Quelles sont vos autres actions ?

Un autre pilier des actions de la Fondation est de sensibiliser aux violences faites aux femmes. En interne, depuis 2011, nous avons conçu avec les associations nationales spécialistes des violences conjugales des sessions de formation pour nos collaborateurs, en France, en Italie, au Royaume-Uni et aux États-Unis. Il est de la responsabilité de l’entreprise de proposer un environnement de travail bienveillant pour les femmes victimes de violences.

En parallèle, nous avons initié des actions de sensibilisation à l’attention du grand public autour de la date du 25 novembre, la Journée internationale pour l’élimination de la violence à l’égard des femmes.
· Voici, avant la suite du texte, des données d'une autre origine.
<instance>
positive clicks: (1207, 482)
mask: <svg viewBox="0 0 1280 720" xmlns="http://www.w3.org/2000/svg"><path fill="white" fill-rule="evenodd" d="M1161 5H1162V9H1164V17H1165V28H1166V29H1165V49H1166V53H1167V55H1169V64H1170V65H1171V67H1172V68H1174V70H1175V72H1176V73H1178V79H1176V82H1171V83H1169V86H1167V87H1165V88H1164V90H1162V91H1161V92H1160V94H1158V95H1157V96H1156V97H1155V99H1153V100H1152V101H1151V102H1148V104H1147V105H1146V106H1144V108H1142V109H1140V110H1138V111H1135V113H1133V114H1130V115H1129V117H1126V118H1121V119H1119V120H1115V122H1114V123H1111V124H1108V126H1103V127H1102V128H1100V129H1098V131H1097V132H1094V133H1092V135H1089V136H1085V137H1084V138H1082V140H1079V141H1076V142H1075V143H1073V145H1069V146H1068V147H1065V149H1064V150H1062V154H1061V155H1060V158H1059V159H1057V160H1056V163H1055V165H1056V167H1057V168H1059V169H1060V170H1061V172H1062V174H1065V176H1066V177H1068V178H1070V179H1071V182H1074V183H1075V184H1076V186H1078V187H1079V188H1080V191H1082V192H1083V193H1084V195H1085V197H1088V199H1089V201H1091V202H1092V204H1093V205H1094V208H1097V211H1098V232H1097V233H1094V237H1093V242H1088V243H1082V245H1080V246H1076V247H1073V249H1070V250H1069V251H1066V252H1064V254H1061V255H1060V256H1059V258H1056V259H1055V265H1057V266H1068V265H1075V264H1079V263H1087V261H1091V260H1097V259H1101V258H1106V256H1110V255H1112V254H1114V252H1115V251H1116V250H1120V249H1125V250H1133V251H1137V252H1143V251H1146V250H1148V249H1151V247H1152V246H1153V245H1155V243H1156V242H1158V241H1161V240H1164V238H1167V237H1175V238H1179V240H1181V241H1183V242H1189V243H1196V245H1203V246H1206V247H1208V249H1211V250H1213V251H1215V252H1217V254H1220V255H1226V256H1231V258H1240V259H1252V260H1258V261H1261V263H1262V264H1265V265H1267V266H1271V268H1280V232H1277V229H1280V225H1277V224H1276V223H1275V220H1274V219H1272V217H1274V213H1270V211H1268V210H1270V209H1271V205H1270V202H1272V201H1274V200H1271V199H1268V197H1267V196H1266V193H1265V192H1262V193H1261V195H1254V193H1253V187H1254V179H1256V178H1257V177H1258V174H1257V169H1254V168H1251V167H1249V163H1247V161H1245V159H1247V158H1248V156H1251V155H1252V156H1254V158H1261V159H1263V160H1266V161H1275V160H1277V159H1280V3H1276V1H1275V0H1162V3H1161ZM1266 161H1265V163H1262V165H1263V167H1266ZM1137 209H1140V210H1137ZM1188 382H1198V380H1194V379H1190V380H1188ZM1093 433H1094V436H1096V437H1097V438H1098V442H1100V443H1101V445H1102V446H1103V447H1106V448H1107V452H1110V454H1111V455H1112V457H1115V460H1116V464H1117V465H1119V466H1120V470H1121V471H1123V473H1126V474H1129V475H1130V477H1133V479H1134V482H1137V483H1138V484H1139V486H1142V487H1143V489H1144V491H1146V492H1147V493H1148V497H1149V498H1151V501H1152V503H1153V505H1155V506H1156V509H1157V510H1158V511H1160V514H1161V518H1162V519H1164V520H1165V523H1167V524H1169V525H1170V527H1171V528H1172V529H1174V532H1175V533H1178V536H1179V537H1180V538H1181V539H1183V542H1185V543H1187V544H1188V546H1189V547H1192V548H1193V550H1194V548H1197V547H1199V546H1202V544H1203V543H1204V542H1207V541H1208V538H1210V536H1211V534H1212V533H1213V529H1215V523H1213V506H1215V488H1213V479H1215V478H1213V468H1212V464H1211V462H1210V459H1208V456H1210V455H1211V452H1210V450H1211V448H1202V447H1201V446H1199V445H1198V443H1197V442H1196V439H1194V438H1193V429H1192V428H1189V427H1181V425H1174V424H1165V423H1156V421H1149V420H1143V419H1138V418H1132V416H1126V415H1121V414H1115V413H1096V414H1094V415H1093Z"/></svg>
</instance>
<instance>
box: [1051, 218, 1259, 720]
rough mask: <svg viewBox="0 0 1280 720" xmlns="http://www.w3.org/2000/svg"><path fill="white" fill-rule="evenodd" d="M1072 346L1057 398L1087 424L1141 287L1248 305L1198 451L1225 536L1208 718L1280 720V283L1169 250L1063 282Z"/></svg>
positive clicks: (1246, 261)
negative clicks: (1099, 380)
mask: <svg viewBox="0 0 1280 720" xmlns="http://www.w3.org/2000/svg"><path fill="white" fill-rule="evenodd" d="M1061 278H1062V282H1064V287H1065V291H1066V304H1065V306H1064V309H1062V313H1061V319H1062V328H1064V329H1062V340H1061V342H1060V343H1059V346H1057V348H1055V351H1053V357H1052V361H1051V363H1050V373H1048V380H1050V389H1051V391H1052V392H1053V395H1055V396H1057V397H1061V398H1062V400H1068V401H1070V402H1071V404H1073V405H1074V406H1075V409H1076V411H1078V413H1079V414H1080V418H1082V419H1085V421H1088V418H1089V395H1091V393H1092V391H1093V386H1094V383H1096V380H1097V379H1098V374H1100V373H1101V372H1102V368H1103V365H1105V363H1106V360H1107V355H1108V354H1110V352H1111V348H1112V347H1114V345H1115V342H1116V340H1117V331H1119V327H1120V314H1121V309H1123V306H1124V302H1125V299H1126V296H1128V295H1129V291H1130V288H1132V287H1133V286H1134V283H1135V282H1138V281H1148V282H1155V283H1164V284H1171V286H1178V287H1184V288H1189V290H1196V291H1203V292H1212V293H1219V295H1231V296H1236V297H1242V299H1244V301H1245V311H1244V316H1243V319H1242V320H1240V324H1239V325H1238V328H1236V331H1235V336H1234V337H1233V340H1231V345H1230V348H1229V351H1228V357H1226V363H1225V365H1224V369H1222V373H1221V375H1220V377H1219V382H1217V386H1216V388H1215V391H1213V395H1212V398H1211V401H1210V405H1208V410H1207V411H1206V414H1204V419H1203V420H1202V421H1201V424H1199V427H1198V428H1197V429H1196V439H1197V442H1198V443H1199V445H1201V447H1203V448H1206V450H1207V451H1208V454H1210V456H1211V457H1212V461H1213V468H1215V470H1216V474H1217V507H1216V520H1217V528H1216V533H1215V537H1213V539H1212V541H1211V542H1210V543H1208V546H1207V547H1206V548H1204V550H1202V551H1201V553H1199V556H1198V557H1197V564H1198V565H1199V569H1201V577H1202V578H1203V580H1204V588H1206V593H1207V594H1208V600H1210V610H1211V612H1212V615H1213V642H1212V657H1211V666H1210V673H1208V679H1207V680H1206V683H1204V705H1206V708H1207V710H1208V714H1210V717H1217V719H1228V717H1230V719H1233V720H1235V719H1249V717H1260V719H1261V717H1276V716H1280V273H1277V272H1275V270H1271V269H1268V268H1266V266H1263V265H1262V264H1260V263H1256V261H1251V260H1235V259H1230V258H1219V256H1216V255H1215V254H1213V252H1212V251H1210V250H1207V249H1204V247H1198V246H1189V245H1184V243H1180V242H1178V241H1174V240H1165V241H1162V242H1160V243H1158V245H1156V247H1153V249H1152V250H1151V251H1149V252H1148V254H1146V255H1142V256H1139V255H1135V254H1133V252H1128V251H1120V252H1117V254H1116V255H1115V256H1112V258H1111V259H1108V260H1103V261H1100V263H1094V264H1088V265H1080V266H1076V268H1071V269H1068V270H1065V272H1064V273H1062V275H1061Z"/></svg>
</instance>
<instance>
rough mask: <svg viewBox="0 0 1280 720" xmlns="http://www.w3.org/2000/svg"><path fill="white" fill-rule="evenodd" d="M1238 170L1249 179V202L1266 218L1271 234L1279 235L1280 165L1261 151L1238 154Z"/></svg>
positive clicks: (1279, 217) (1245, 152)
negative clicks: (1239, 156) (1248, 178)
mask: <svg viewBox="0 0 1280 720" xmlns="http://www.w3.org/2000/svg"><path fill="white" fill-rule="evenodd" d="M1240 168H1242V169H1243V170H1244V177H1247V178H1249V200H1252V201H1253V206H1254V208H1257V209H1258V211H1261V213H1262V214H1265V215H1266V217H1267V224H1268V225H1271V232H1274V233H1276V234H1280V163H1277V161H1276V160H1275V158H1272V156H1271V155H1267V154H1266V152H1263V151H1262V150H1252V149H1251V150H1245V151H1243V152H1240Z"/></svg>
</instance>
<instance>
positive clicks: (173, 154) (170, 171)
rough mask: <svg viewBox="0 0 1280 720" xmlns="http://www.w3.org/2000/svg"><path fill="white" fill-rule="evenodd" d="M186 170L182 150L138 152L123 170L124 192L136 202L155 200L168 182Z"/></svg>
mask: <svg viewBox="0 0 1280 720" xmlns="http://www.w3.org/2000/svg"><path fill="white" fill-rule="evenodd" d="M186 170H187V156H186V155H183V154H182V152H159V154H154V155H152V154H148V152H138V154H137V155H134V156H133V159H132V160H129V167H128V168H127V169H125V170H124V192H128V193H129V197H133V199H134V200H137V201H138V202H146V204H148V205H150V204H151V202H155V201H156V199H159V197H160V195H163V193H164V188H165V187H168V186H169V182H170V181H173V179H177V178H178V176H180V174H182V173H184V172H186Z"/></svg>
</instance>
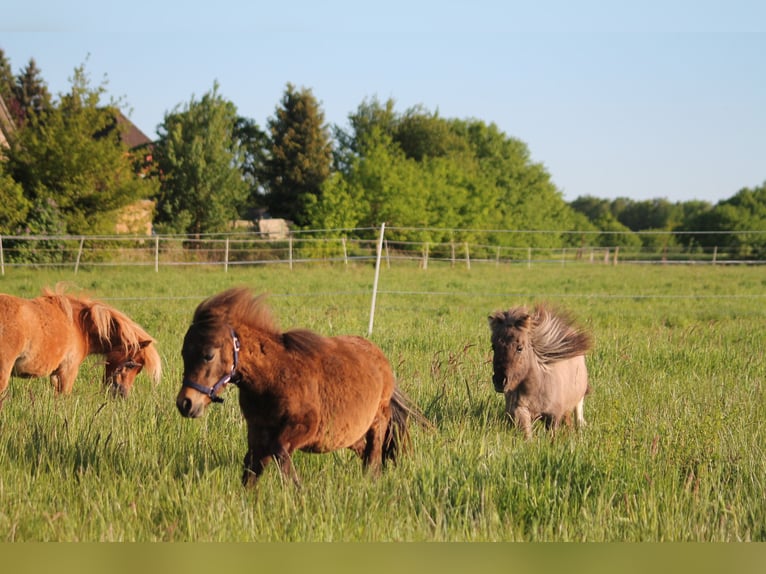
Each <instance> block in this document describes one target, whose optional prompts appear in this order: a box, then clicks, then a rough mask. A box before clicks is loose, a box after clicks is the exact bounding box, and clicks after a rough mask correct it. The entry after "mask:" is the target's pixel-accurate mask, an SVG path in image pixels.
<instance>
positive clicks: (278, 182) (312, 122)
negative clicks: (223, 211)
mask: <svg viewBox="0 0 766 574" xmlns="http://www.w3.org/2000/svg"><path fill="white" fill-rule="evenodd" d="M268 126H269V154H268V158H267V159H266V162H265V168H264V178H263V181H264V184H265V188H266V189H265V191H266V196H265V199H266V203H267V205H268V208H269V212H270V213H271V215H272V216H273V217H283V218H285V219H288V220H290V221H293V222H295V223H296V224H298V225H301V226H303V225H307V224H308V223H309V220H308V216H307V207H308V205H309V203H311V202H313V201H316V200H318V199H319V198H320V197H321V193H322V184H323V183H324V182H325V181H326V180H327V179H328V177H329V176H330V168H331V164H332V144H331V140H330V134H329V128H328V127H327V125H326V124H325V123H324V113H323V112H322V110H321V109H320V106H319V103H318V102H317V100H316V98H315V97H314V95H313V94H312V93H311V90H309V89H306V88H302V89H300V90H296V88H295V87H294V86H293V85H292V84H288V85H287V88H286V90H285V93H284V96H283V98H282V102H281V105H280V106H278V107H277V109H276V114H275V116H274V117H273V118H271V119H270V120H269V122H268Z"/></svg>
En 2012, Stella McCartney a redessiné le ruban blanc, ce symbole de l’engagement des hommes dans la lutte contre les violences faites aux femmes imaginé au Canada. Nous avons initialement créé un badge, qui a été distribué dans les boutiques de nos marques. Depuis deux ans, la campagne est uniquement digitale, soutenue par l’ensemble des marques du Groupe, ce qui lui donne une portée exceptionnelle.

Pourquoi avoir choisi le sujet du cyberharcèlement en 2018 ?
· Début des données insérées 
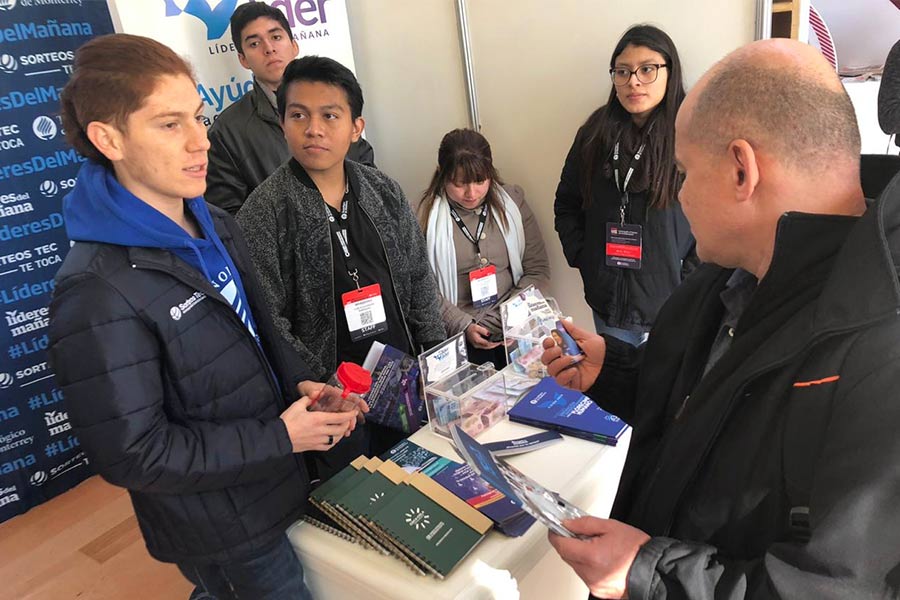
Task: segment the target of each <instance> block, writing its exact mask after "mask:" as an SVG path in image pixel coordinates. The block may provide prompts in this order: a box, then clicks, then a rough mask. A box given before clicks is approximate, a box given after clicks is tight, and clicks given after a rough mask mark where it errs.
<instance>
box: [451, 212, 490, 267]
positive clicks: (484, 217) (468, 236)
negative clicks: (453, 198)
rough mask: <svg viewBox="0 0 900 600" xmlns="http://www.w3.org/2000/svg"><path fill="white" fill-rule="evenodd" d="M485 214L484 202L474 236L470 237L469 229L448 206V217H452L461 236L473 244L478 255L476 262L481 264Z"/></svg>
mask: <svg viewBox="0 0 900 600" xmlns="http://www.w3.org/2000/svg"><path fill="white" fill-rule="evenodd" d="M487 213H488V207H487V202H485V203H484V204H483V205H482V206H481V214H480V215H478V228H477V229H476V230H475V236H474V237H473V236H472V232H470V231H469V228H468V227H466V224H465V223H463V221H462V218H461V217H460V216H459V213H457V212H456V209H455V208H453V206H452V205H451V206H450V216H451V217H453V221H454V222H456V224H457V226H459V229H460V231H462V232H463V235H464V236H466V239H467V240H469V241H470V242H472V243H473V244H475V252H476V253H477V254H478V261H479V262H481V234H482V232H484V224H485V222H486V221H487Z"/></svg>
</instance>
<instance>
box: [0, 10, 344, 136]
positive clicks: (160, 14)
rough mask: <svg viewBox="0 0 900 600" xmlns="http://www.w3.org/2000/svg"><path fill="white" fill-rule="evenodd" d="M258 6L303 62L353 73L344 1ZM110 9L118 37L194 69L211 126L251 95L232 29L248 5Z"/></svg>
mask: <svg viewBox="0 0 900 600" xmlns="http://www.w3.org/2000/svg"><path fill="white" fill-rule="evenodd" d="M0 1H2V0H0ZM250 1H251V2H253V1H254V0H250ZM256 1H264V2H265V4H268V5H269V6H273V7H275V8H277V9H278V10H280V11H282V12H283V13H284V14H285V16H286V17H287V21H288V24H290V26H291V33H292V34H293V36H294V39H296V40H297V43H298V44H299V46H300V55H301V56H303V55H308V54H318V55H320V56H328V57H330V58H333V59H334V60H336V61H338V62H339V63H341V64H342V65H344V66H345V67H347V68H348V69H350V70H351V71H354V72H355V70H356V69H355V66H354V64H353V46H352V44H351V43H350V26H349V23H348V20H347V5H346V3H345V2H344V0H256ZM109 3H110V9H111V11H112V13H113V18H114V19H115V20H116V25H117V27H116V28H117V30H118V31H121V32H123V33H132V34H134V35H145V36H147V37H151V38H153V39H155V40H157V41H160V42H162V43H163V44H166V45H167V46H169V47H170V48H172V49H173V50H175V51H176V52H178V53H179V54H181V55H182V56H184V57H185V58H186V59H187V60H188V61H189V62H190V63H191V65H192V66H193V67H194V71H195V73H196V75H197V90H198V91H199V92H200V97H201V98H202V99H203V102H204V103H205V105H206V108H205V110H204V115H205V116H206V118H207V125H211V124H212V121H213V120H214V119H215V118H216V117H217V116H218V115H219V113H221V112H222V110H224V109H225V108H227V107H228V106H229V105H230V104H231V103H232V102H236V101H237V100H238V99H240V98H241V96H243V95H244V94H246V93H247V92H248V91H250V90H251V89H253V76H252V74H251V73H250V71H248V70H247V69H244V68H243V67H242V66H241V65H240V63H239V62H238V57H237V49H236V48H235V47H234V44H233V43H232V41H231V31H230V28H229V25H230V19H231V14H232V13H233V12H234V9H235V8H236V7H237V6H238V5H240V4H246V3H247V1H246V0H220V1H219V2H216V0H157V1H155V2H135V1H134V0H109Z"/></svg>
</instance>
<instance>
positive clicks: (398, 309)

Pour faire disparaître les violences faites aux femmes, nous sommes convaincus qu’il faut faire de la prévention auprès des hommes, et ce, dès leur plus jeune âge. L’an dernier, avec la campagne #ICouldHaveBeen, nous avions ciblé la Génération Y, en mobilisant les designers emblématiques des Maisons de Kering, comme Alessandro Michele, le Directeur de la Création de Gucci. Cette année, avec #IDontSpeakHater, une campagne digitale internationale, nous invitons la Génération Z à s’emparer directement de la problématique du cyberharcèlement. Un sujet qui résonne doublement avec nos actions, car si ce phénomène fait 27 fois plus de victimes chez les femmes, il touche également les hommes. Cela fait écho à notre partenariat récent avec Promundo, une association américaine qui travaille justement depuis 20 ans à engager les jeunes hommes dans la lutte contre les violences faites aux femmes.